Une question sinon: envisagez vous de mettre en ligne les tests et les comparos (je pense notamment à celui des rads et à celui des alims qui sera un bon complément de ce qui y est déjà) au bout d'un certain temps (genre à la sortie du canard suivant)? Histoire de constituer une base de donnée en ligne avec ces comparos de qualitay qui peuvent vraiment devenir une base de référence, et faire parler de CPC (recherche google "comparatif ventirad" et hop, CPC powa).

----------


## Frypolar

> (parce que les tests HW du site sont clairement de qualité et on y voit bien la même grosse patte du Doc)

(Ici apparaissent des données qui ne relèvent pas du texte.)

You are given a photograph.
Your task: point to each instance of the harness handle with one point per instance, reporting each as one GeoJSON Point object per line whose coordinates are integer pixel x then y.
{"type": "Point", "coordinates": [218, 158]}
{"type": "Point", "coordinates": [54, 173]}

A ce propos, même sur le forum de jeuxvideo.com ou autres encore plus obscures, j'ai remarqué que dès qu'un mec proposait une alim Advance ou équivalente, il se prenait systématiquement dans la tête un lien vers le comparo du Doc' (et pas de ma part  ::P: ). Je pense que c'est le genre de tests qui manquaient aux gens et ils sont bien contents de trouver une référence  :;): .

En parlant d'alim', les Antec TruePower New n'ont jamais été testées pourtant il semble qu'on en vende pas mal. Yabon ou yapabon (ou réponse au prochain numéro  :tired: ) ?

----------


## Wobak

> Je partage tout à fait leur avis sur le watercooling. Je fais tourner un E8400 @3.6Ghz avec un Noctua. C'est silencieux, plus qu'un kit de watercooling, et ça chauffe pas.


Petit joueur ! Ca tourne à 4GHz facile !!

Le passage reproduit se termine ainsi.